Classifying players’ positions using public data

This post is a little wonkier than usual. It sets out a method for assigning players to positions.

It’s difficult to assess players’ performance without knowing what role they’re playing. Averaging three scoring shots per game might be a solid performance for an inside midfielder, but deeply underwhelming for a key forward. But to take players’ positions into account when assessing their performance, first we need to know what position they play.

Classifying players’ positions is more difficult than it might seem, because positions are so fluid in footy. It’s easy to identify a ruckman or a key forward, whether you’re watching a game or poring over a spreadsheet. Other positions are not as easy. I set out to answer the question: is there a way to assign players to positions, just using publicly available data?

Doesn’t the AFL just list players’ positions?

The AFL’s public data doesn’t specify players’ positions, so we’re out of luck there.

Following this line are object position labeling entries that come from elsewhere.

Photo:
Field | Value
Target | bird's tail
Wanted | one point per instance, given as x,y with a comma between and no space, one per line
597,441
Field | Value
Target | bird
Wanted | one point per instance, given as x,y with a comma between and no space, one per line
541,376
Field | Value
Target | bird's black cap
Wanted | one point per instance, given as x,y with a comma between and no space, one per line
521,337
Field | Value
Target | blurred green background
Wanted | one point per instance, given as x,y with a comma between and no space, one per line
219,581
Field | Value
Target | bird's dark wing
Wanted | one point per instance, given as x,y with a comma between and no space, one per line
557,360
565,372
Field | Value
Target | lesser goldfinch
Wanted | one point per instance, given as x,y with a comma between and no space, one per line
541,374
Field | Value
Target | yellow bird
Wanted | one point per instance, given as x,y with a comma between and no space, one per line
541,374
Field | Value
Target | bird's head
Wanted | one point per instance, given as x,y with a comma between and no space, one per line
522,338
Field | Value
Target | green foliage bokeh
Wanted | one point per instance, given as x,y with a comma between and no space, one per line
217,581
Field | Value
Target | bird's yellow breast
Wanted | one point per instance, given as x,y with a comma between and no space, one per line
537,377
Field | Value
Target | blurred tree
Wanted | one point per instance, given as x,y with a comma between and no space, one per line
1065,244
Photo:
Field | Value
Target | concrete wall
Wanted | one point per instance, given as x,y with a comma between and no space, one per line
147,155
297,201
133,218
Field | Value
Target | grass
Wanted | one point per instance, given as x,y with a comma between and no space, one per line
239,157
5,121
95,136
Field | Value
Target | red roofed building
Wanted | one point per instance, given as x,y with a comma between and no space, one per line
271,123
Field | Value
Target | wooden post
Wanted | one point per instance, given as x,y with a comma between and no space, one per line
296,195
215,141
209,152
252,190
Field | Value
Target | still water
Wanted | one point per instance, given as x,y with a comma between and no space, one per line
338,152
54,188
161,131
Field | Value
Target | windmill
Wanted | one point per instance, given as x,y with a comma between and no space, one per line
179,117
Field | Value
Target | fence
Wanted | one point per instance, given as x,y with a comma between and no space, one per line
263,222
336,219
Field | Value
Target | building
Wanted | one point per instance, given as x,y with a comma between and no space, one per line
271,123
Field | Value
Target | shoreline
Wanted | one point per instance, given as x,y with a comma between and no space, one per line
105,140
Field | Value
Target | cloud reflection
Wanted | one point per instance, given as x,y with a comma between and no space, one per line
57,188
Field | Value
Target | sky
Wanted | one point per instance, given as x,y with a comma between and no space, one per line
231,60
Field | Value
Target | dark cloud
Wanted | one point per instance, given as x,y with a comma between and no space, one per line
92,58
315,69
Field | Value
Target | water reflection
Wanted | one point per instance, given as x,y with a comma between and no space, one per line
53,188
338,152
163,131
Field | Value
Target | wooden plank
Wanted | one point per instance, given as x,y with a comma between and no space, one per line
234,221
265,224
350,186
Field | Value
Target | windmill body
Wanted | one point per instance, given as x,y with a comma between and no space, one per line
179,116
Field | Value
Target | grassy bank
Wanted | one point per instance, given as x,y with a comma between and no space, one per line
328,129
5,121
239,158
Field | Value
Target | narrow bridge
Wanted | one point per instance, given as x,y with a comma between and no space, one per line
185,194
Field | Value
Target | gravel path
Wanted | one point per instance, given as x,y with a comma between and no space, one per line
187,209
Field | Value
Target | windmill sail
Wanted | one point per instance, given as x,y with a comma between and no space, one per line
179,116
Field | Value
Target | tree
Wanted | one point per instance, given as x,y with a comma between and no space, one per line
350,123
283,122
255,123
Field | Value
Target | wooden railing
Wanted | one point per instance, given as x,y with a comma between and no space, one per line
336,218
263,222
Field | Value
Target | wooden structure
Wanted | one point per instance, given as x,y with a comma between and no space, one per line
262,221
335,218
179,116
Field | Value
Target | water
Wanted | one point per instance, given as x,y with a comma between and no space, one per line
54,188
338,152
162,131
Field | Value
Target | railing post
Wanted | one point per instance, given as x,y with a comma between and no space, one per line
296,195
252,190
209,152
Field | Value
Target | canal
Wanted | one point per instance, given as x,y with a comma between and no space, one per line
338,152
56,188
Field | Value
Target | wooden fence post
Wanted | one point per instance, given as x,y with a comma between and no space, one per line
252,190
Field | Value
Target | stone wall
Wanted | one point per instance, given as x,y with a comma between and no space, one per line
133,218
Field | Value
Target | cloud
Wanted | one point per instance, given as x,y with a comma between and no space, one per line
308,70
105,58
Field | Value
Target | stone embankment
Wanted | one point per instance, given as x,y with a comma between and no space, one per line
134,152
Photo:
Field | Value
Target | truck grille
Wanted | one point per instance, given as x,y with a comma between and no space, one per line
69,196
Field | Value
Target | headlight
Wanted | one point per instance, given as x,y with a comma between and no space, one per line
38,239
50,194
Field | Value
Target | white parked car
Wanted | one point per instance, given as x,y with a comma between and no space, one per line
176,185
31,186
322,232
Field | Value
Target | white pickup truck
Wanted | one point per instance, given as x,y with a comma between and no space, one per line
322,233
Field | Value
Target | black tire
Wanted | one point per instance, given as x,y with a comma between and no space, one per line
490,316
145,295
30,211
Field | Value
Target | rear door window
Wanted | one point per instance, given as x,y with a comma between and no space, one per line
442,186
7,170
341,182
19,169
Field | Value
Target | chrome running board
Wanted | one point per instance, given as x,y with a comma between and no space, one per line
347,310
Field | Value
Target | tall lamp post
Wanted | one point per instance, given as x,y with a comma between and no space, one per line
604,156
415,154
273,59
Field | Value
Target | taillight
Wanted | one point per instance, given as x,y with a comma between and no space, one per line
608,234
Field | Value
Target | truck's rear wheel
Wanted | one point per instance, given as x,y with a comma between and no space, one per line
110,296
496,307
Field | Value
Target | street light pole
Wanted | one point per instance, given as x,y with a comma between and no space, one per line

Champion Data does classify players’ positions, assigning each player to one of seven categories. They base their choices about players’ positions on a combination of their secret-sauce data, such as the location of disposals, as well as “feedback from AFL club staff”. If we were only interested in current players’ positions, we would just use Champion Data’s classifications, as we wouldn’t be able to improve on them using only the limited data the AFL chooses to make available. But Champion Data doesn’t release its positional classifications for previous years, so their positions are no use to us if we want to compare players’ performance over several seasons.If we want to look further back in time than the most recent season, we can’t rely on Champion Data’s public position ratings, so we’ll need to construct our own, using data in the public domain.

Players’ are also assigned to the positions for the purposes of fantasy football. But those classifications only go back a few years.

Step 1: Choose your unit of analysis

Players’ positions can change from game-to-game, or even within game. Ideally, we would classify players’ for each game they’ve played, but we can’t do that reliably with public data. There’s too much noise in the game-level data.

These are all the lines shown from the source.